Perspectivas e aprendizados
A médica brasileira conta que as demais medidas restritivas, como a proibição de aglomerações e o uso de máscaras, estão em discussão atualmente em Israel.
"Temos o green pass, que é válido para quem tomou a terceira dose ou teve covid e se recuperou. Esse documento é exigido para entrar em muitos lugares, como restaurantes e shoppings. Também se recomenda o uso de máscaras em locais fechados", conta.
"Mas agora, com tanta gente infectada pela segunda vez, o green pass parece perder um pouco de sentido, mas ainda não há uma decisão se ele será mantido ou abandonado."
Schleifer vê outra mudança significativa que começou a acontecer recentemente: muitos pacientes com covid que antes precisavam ficar em hospitais agora são tratados em casa, com monitoramento à distância.
"O sistema de saúde de Israel conseguiu se estruturar para deixar o paciente em sua comunidade. Ele fica internado em casa, mas sob os cuidados de médicos e enfermeiras, que fazem o acompanhamento pela internet", detalha.
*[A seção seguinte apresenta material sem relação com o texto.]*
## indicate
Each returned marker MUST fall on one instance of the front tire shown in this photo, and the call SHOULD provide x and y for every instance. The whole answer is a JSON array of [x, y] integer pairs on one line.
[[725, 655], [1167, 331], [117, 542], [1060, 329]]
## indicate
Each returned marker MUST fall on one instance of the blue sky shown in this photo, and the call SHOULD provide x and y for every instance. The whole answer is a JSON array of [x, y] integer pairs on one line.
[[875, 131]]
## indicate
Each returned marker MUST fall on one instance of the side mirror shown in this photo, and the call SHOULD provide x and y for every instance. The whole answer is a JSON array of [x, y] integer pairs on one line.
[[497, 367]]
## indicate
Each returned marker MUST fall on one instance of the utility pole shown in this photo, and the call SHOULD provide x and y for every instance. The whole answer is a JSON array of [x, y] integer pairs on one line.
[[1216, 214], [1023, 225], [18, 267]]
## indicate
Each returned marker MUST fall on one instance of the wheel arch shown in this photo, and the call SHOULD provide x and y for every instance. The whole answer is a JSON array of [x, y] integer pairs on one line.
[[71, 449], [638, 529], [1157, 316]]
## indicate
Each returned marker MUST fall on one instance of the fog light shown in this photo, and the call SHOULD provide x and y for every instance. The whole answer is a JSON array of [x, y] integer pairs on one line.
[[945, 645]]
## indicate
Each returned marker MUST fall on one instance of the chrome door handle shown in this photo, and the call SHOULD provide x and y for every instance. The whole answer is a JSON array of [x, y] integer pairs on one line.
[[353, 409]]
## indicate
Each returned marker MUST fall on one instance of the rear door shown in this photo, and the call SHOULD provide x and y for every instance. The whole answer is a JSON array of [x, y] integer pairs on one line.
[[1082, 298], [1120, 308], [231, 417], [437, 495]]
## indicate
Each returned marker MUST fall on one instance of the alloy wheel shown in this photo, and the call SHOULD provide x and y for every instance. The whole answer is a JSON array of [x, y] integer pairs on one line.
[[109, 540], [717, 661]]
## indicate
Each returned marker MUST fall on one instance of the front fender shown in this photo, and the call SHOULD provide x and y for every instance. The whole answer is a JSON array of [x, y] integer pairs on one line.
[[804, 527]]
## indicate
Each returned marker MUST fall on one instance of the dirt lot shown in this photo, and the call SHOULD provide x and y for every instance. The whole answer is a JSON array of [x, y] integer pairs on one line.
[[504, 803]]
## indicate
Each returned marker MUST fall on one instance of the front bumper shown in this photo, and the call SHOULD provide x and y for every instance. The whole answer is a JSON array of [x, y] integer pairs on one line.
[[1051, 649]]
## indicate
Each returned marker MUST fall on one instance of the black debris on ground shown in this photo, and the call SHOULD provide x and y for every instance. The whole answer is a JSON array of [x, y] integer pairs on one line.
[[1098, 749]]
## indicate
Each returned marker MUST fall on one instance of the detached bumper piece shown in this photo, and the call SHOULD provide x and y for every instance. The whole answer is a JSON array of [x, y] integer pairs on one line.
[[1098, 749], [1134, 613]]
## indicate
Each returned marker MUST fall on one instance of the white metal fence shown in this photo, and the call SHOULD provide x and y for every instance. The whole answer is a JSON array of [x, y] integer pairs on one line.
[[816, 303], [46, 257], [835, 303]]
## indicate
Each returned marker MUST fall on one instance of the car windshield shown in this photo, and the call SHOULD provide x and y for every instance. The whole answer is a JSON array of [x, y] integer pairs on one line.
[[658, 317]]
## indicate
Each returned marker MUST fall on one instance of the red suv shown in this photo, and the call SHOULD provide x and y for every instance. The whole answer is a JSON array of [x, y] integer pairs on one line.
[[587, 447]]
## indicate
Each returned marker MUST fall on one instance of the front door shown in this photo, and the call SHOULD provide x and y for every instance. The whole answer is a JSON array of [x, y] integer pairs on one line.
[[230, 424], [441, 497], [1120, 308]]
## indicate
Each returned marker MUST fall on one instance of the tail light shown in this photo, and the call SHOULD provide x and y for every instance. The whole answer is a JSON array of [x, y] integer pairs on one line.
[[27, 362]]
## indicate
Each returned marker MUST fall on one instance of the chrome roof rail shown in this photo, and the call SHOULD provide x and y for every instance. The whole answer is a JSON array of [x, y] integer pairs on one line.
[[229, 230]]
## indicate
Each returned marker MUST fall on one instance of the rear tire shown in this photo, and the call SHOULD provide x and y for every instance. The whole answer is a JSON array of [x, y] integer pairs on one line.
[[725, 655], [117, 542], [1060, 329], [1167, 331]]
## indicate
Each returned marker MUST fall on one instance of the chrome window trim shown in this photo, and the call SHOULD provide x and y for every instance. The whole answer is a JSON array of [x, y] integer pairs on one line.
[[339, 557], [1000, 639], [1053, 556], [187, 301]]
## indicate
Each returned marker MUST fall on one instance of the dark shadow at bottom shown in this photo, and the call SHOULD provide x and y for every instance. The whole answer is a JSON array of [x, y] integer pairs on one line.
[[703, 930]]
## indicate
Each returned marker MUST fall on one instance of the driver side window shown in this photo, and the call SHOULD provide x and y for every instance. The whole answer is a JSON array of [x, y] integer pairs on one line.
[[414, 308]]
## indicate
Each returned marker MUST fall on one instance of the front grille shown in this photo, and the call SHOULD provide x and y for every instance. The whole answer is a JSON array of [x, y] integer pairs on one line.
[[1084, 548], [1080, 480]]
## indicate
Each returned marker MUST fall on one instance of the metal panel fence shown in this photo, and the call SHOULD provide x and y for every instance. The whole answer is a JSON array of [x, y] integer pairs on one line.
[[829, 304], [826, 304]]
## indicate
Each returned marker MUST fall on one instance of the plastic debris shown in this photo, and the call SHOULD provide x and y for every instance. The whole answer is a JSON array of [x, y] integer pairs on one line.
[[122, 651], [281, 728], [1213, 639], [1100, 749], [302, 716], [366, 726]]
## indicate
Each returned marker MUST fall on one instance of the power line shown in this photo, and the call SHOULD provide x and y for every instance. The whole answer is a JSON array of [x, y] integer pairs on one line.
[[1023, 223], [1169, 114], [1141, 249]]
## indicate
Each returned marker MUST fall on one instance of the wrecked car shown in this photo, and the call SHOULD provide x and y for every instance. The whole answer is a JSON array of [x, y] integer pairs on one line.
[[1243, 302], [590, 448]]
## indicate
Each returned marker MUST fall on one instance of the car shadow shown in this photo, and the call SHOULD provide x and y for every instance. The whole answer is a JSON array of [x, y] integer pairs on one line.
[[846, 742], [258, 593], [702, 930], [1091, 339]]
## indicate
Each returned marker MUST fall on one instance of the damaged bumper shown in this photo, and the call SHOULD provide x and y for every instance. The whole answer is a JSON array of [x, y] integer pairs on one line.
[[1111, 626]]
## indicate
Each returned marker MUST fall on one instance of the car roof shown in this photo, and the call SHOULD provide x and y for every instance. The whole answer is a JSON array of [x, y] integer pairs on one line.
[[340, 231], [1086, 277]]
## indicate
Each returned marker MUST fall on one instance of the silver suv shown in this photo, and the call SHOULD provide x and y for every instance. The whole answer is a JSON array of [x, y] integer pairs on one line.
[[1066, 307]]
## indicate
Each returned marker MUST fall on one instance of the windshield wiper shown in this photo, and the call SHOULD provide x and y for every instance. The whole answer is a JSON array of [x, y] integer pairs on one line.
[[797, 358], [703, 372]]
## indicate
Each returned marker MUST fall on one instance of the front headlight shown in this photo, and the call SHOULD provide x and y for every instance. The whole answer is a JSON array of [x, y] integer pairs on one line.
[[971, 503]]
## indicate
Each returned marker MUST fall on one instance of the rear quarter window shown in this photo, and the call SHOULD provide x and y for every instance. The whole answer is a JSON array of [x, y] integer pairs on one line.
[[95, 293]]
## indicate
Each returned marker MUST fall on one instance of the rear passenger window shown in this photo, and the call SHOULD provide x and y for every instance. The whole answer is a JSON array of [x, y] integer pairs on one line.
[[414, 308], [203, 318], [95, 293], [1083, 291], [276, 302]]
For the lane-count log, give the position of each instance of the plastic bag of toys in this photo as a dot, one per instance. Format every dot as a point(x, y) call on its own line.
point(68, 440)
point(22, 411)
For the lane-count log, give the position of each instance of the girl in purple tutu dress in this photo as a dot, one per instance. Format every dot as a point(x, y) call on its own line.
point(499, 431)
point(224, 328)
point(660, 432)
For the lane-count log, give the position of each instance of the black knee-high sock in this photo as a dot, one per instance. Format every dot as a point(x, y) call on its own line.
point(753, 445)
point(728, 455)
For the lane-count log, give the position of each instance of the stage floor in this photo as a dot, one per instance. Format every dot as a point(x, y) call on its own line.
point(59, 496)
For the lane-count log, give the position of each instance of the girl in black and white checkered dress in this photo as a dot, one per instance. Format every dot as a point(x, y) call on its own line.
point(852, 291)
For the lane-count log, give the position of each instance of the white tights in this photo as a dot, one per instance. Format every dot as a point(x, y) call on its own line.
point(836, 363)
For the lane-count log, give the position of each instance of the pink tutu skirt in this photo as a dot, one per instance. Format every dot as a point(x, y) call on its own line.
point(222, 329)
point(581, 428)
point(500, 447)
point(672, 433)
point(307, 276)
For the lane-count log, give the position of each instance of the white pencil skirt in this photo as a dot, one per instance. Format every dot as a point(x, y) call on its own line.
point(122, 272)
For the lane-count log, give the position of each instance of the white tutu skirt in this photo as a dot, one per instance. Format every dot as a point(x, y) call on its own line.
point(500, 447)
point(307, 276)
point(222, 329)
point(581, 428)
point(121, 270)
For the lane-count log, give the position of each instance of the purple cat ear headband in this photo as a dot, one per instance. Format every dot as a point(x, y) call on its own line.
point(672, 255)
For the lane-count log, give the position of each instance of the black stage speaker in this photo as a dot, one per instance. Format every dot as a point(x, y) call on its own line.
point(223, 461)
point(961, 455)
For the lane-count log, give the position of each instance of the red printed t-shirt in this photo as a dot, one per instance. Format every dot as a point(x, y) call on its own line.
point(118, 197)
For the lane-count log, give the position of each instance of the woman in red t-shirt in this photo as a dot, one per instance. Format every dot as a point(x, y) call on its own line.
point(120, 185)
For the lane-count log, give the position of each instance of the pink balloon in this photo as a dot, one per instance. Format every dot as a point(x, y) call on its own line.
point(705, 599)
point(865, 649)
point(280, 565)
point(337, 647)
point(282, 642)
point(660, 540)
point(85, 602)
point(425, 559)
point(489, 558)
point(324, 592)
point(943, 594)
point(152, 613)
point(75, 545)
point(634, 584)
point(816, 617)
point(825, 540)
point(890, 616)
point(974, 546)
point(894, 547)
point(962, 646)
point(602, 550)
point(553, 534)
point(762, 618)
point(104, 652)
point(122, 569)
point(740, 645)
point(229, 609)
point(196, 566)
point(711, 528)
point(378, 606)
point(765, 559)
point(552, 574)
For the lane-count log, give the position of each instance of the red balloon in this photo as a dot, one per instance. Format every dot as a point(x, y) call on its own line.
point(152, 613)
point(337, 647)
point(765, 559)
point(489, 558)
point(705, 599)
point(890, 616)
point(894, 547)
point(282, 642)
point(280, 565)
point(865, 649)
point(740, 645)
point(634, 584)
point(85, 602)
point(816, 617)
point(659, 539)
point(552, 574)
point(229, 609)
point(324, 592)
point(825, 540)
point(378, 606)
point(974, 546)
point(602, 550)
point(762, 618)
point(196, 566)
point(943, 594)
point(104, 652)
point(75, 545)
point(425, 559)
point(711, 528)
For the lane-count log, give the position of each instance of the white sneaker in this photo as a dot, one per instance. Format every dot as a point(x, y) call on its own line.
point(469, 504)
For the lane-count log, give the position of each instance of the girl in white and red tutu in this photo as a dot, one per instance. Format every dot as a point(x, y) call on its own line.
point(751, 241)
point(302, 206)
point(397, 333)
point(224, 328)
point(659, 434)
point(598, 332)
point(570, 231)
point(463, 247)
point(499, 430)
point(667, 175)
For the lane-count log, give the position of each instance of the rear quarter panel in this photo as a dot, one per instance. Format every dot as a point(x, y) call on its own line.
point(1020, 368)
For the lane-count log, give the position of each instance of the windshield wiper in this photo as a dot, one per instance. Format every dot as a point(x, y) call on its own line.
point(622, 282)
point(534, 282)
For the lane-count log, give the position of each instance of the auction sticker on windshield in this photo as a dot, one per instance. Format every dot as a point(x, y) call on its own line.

"Isso foi uma solução para não sobrecarregar ainda mais os hospitais."
Com tantas alterações no conhecimento sobre a doença e nas formas de prevenção e tratamento, a médica brasileira torce para que a evolução natural do vírus faça com que ele fique menos perigoso num futuro próximo.
"Espero que a gente não seja surpreendido com uma nova variante do coronavírus ainda mais perigosa e contagiosa", conta.
"Mas essa pandemia nos mostrou que precisamos ser flexíveis e dinâmicos, especialmente quando o assunto é saúde e educação. Pode ser necessário mudar os planos, adaptar e criar novas condições de acordo com a realidade."
"A covid nos pregou um baita susto e espero que a gente aprenda com todos os erros para estarmos melhor preparados para a próxima crise de saúde que aparecer", finaliza.